2. Jama’s claims are DISMISSED WITH PREJUDICE.
LET JUDGMENT BE ENTERED ACCORDINGLY. Dated: July , 2025 /s/ Jeffrey M. Bryan Judge Jeffrey M. Bryan
United States District Court
[1] The parties agree that a hit-and-run driver qualifies as an “uninsured” or “underinsured” motorist. ( See Doc. Nos. 33, 40.)
[2] The implied premise of this argument appears to be that the Policy language is in conflict with the requirements of the No-Fault statute.
[3] The parties do not dispute the meaning or effect of the Policy definitions. They only dispute whether the record contains any disputed factual issues concerning whether Jama “occupied” the minivan.
[4] State law governs the interpretation of insurance policies.
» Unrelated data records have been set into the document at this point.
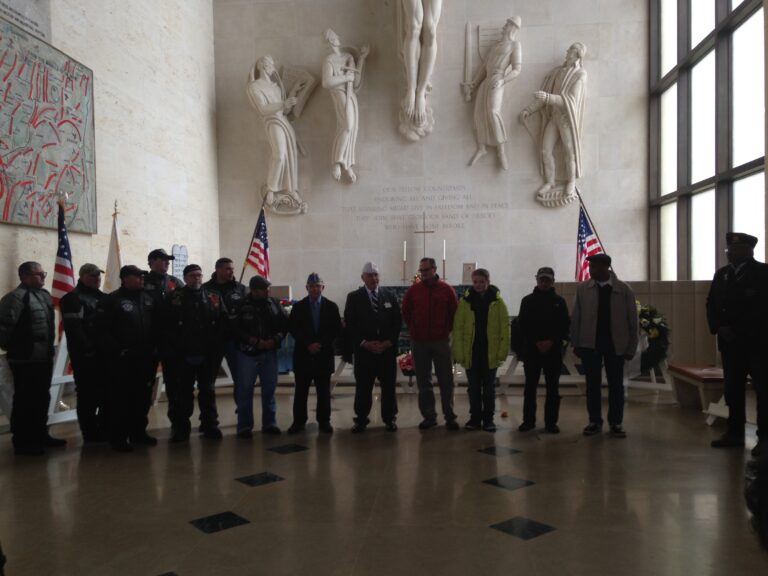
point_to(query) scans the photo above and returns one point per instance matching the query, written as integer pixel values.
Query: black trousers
(90, 385)
(304, 376)
(130, 397)
(181, 392)
(31, 396)
(368, 368)
(738, 363)
(533, 365)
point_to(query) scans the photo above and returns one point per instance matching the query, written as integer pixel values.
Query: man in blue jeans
(604, 331)
(260, 327)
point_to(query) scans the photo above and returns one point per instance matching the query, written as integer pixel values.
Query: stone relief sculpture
(417, 24)
(274, 98)
(342, 77)
(501, 65)
(556, 116)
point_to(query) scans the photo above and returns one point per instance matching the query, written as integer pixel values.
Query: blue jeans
(592, 362)
(247, 369)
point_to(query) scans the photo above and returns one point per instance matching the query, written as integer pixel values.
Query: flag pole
(592, 224)
(255, 229)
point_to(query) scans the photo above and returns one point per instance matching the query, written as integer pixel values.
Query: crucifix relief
(424, 233)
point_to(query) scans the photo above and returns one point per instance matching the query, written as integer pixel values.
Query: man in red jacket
(428, 309)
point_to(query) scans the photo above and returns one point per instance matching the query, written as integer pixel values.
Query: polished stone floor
(410, 503)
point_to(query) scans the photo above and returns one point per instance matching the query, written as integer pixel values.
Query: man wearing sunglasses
(27, 335)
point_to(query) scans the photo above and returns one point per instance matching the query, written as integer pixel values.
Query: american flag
(63, 271)
(258, 255)
(587, 244)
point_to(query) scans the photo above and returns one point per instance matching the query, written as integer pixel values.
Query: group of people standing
(117, 341)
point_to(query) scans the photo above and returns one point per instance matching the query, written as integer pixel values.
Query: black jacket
(303, 331)
(362, 324)
(740, 302)
(543, 316)
(78, 311)
(125, 324)
(193, 322)
(261, 319)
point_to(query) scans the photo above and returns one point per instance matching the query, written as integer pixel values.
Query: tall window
(707, 132)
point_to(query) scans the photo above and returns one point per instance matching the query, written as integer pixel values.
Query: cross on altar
(424, 231)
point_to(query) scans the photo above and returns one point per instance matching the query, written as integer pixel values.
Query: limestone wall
(153, 66)
(485, 215)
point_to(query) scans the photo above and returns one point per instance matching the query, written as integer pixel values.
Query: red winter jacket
(428, 310)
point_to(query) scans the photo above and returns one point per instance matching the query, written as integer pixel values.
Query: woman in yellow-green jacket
(480, 345)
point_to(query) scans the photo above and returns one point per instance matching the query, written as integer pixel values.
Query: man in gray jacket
(27, 335)
(604, 332)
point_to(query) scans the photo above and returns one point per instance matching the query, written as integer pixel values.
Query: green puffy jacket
(498, 330)
(26, 325)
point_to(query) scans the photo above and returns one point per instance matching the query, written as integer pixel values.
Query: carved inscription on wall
(447, 207)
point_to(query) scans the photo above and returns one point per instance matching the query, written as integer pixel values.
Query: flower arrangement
(405, 362)
(653, 325)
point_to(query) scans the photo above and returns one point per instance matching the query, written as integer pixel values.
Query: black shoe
(592, 428)
(213, 433)
(295, 428)
(179, 437)
(617, 431)
(145, 440)
(51, 442)
(29, 450)
(359, 428)
(728, 441)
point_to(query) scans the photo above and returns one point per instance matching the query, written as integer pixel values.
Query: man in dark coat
(314, 324)
(27, 335)
(373, 321)
(78, 310)
(544, 323)
(193, 321)
(737, 311)
(126, 322)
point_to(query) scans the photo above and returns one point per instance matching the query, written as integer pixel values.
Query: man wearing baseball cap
(78, 311)
(737, 311)
(544, 324)
(126, 324)
(604, 331)
(314, 324)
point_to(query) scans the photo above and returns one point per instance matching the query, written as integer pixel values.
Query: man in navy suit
(314, 324)
(373, 321)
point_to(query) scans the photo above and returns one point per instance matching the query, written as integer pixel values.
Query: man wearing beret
(27, 334)
(373, 322)
(604, 333)
(315, 324)
(260, 327)
(737, 311)
(126, 325)
(193, 329)
(78, 311)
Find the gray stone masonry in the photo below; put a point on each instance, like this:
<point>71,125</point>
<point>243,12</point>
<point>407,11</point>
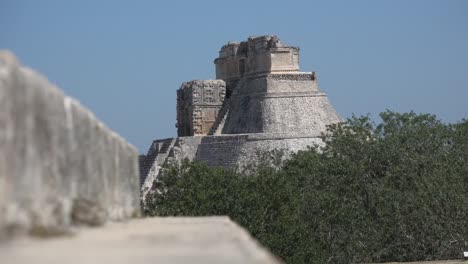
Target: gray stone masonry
<point>269,104</point>
<point>59,164</point>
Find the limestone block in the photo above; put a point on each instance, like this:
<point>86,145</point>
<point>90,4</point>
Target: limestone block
<point>166,240</point>
<point>53,152</point>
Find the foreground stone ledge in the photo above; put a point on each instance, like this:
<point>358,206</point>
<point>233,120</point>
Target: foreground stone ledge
<point>146,240</point>
<point>59,164</point>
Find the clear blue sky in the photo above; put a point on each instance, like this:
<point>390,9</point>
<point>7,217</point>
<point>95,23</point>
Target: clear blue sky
<point>125,59</point>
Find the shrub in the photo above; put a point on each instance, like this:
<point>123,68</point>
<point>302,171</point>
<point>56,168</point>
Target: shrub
<point>395,191</point>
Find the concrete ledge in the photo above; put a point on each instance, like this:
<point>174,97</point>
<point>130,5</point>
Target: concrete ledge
<point>149,240</point>
<point>58,163</point>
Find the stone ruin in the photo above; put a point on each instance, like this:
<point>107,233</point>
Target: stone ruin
<point>260,100</point>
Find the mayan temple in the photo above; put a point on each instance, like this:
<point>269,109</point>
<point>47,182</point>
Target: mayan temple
<point>260,100</point>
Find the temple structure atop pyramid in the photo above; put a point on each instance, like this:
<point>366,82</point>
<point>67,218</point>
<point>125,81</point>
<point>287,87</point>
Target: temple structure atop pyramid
<point>260,100</point>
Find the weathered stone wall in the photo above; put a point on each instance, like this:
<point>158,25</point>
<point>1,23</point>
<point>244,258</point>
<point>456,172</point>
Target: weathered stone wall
<point>240,150</point>
<point>279,103</point>
<point>55,155</point>
<point>198,104</point>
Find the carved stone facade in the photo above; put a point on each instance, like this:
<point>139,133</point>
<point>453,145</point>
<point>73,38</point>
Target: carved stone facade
<point>261,101</point>
<point>198,104</point>
<point>264,54</point>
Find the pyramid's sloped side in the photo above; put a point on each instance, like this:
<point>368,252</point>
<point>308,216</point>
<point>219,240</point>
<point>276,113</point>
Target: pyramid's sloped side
<point>287,103</point>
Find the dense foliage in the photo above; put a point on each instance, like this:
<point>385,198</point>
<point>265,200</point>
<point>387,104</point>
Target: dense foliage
<point>394,191</point>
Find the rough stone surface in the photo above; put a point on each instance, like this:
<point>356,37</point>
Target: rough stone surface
<point>269,104</point>
<point>148,240</point>
<point>54,152</point>
<point>198,104</point>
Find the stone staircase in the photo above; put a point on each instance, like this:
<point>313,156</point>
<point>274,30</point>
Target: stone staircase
<point>218,125</point>
<point>151,163</point>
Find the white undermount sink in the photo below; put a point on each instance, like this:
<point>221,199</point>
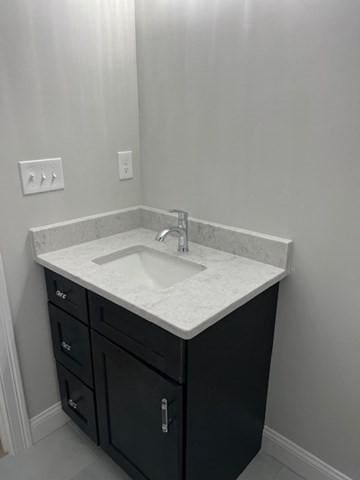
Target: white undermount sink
<point>145,266</point>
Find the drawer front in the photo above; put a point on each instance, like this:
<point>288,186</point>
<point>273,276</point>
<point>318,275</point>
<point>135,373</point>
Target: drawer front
<point>71,341</point>
<point>78,402</point>
<point>145,340</point>
<point>67,295</point>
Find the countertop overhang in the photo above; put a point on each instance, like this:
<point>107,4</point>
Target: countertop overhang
<point>185,309</point>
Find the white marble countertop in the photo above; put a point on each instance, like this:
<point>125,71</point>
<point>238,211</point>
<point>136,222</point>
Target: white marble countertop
<point>184,309</point>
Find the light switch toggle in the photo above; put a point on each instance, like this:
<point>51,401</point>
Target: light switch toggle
<point>39,176</point>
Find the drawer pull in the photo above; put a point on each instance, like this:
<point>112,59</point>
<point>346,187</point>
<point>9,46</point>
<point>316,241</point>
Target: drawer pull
<point>72,404</point>
<point>61,294</point>
<point>66,346</point>
<point>164,416</point>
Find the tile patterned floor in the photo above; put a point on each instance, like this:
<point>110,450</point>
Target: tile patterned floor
<point>68,455</point>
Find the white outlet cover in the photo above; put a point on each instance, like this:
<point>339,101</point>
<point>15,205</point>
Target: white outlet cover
<point>38,176</point>
<point>125,165</point>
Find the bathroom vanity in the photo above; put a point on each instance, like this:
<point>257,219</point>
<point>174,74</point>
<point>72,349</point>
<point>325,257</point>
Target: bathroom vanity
<point>171,382</point>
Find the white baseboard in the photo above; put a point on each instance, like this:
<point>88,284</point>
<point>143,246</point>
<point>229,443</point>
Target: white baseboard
<point>297,459</point>
<point>47,422</point>
<point>284,450</point>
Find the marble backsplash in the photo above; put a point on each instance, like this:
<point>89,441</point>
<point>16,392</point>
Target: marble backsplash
<point>268,249</point>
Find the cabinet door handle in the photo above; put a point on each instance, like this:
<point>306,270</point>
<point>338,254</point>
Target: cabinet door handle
<point>66,346</point>
<point>72,404</point>
<point>164,416</point>
<point>61,294</point>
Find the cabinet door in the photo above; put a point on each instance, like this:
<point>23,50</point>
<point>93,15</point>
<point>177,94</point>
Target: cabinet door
<point>140,414</point>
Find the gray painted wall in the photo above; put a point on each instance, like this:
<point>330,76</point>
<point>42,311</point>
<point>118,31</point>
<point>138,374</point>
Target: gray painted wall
<point>68,88</point>
<point>249,115</point>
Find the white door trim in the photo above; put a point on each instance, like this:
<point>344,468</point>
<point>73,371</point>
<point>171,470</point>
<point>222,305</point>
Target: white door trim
<point>14,419</point>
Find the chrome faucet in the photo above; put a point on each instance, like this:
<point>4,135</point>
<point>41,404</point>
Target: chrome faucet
<point>182,230</point>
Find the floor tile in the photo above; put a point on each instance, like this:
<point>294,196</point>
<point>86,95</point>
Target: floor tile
<point>287,474</point>
<point>102,469</point>
<point>59,456</point>
<point>263,467</point>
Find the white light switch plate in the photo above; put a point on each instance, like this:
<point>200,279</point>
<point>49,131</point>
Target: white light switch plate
<point>39,176</point>
<point>125,165</point>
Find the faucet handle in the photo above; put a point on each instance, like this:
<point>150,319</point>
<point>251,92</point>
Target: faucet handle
<point>183,215</point>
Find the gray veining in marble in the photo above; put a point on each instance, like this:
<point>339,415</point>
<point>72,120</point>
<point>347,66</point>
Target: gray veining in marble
<point>185,309</point>
<point>264,248</point>
<point>65,234</point>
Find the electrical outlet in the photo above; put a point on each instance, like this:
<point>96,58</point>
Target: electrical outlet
<point>125,165</point>
<point>38,176</point>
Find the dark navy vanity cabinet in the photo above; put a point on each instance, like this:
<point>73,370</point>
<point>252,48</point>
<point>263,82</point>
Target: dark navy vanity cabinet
<point>162,407</point>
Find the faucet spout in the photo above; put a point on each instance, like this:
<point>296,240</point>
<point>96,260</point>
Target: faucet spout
<point>161,236</point>
<point>181,230</point>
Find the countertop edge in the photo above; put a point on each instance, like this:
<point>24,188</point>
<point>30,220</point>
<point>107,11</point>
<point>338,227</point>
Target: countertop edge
<point>181,333</point>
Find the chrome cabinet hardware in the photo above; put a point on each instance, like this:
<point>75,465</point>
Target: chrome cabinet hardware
<point>66,346</point>
<point>72,404</point>
<point>61,294</point>
<point>164,416</point>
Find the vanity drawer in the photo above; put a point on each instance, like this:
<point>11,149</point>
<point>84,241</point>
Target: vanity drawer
<point>145,340</point>
<point>67,295</point>
<point>71,341</point>
<point>78,402</point>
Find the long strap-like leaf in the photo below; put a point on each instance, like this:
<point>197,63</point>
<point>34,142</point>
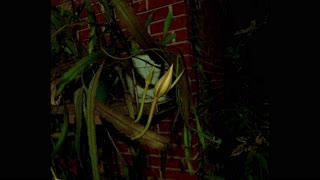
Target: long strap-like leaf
<point>63,133</point>
<point>79,67</point>
<point>90,121</point>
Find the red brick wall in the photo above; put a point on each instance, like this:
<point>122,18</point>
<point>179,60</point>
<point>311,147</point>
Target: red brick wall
<point>211,61</point>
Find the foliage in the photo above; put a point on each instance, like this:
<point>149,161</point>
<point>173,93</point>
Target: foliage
<point>84,73</point>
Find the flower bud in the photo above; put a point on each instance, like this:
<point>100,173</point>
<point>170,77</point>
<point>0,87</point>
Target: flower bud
<point>164,83</point>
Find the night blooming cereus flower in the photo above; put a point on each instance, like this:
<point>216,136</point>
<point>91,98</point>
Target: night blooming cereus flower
<point>164,83</point>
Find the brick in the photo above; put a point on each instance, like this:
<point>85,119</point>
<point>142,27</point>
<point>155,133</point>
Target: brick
<point>178,174</point>
<point>149,150</point>
<point>157,3</point>
<point>181,35</point>
<point>176,23</point>
<point>179,8</point>
<point>184,47</point>
<point>83,13</point>
<point>84,34</point>
<point>100,18</point>
<point>56,2</point>
<point>176,151</point>
<point>123,148</point>
<point>179,22</point>
<point>173,163</point>
<point>152,172</point>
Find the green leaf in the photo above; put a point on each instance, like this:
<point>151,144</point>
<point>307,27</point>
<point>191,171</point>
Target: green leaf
<point>168,39</point>
<point>91,21</point>
<point>90,122</point>
<point>72,47</point>
<point>149,19</point>
<point>78,104</point>
<point>62,7</point>
<point>63,133</point>
<point>199,128</point>
<point>79,67</point>
<point>167,23</point>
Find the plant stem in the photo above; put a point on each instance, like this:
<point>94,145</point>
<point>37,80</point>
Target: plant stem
<point>146,87</point>
<point>154,103</point>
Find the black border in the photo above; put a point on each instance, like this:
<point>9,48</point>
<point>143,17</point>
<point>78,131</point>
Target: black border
<point>295,97</point>
<point>25,90</point>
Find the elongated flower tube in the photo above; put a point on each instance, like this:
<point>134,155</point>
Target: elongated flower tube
<point>164,83</point>
<point>161,88</point>
<point>148,82</point>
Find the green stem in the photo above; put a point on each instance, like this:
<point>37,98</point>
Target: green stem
<point>146,87</point>
<point>154,103</point>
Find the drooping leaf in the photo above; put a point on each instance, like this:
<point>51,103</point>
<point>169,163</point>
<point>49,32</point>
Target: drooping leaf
<point>149,19</point>
<point>90,122</point>
<point>91,22</point>
<point>79,67</point>
<point>63,133</point>
<point>78,104</point>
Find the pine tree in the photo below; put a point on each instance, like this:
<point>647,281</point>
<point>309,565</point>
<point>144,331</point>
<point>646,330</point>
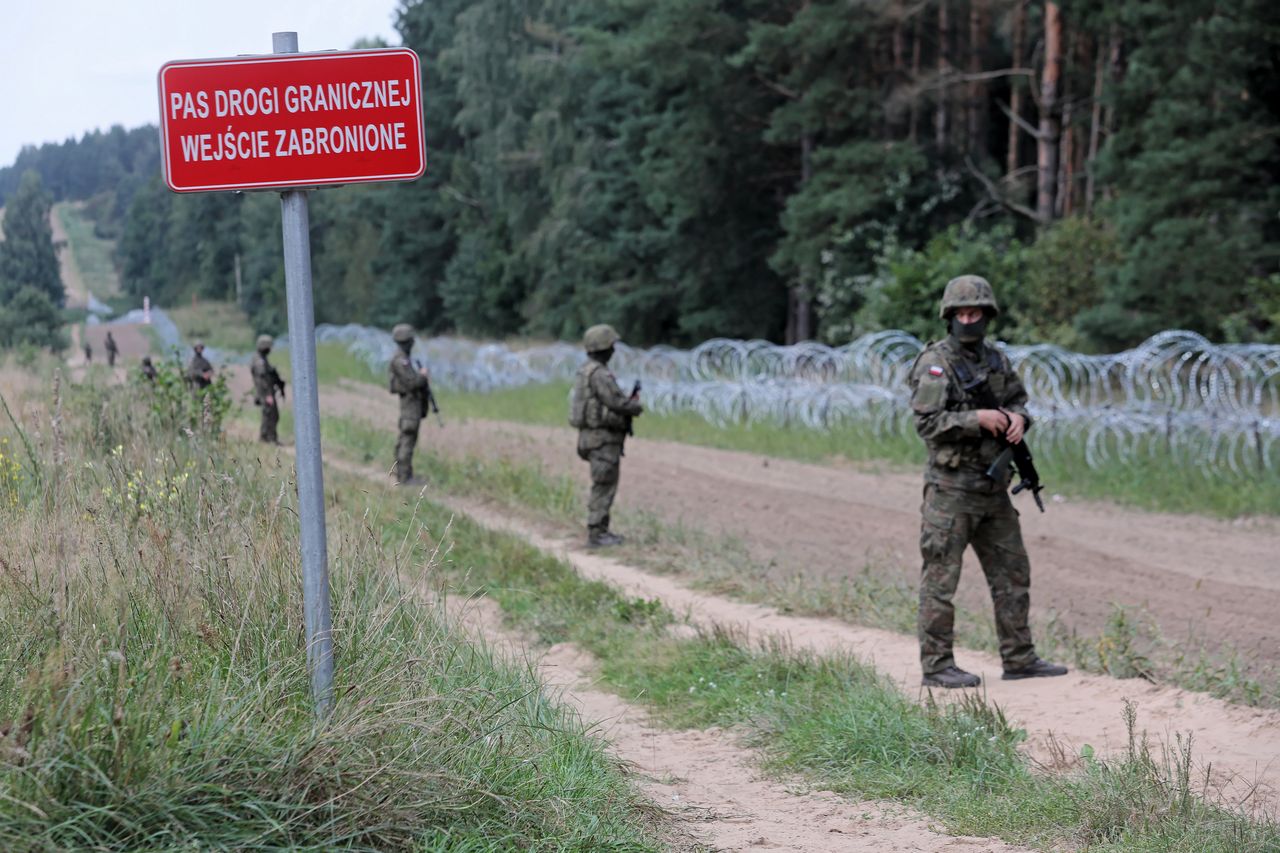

E.g. , Nat’l Union Fire Ins. Co. of Pittsburgh v. Terra Indus., Inc. , 346 F.3d 1160, 1164 (8th Cir. 2003). In Minnesota, “the interpretation of insurance contract language is a question of law as applied to the facts presented.” Short v. Midwest Fam. Mut. Ins. Co. , 602 N.W.2d 914, 916 (Minn. App. 1994) (quotation omitted); see also Midwest Fam. Mut. Ins. Co. v. Wolters , 831 N.W.2d 628, 636 (Minn. 2013) (advising that “insurance polic[ies] must be construed as a whole, and unambiguous language must be given its plain and ordinary meaning” (quotation omitted)).
[5] Jama testified that she did not know the eyewitness. (Doc. No. 32 at 49:18–19.)
[6] Jama does not challenge the credibility or veracity of these documents. In fact, Jama herself “would rely on the police report” because she “d[id]n’t think the police would lie about what happened.” (Doc. No. 32 at 44:20–21; see also id. at 48:12–15.) Further, when Jama did not recall facts about the accident, she testified that the deposing attorney should “ask the police” and that “the police know what happened.” ( See id. at 43:10; 48:12–13.)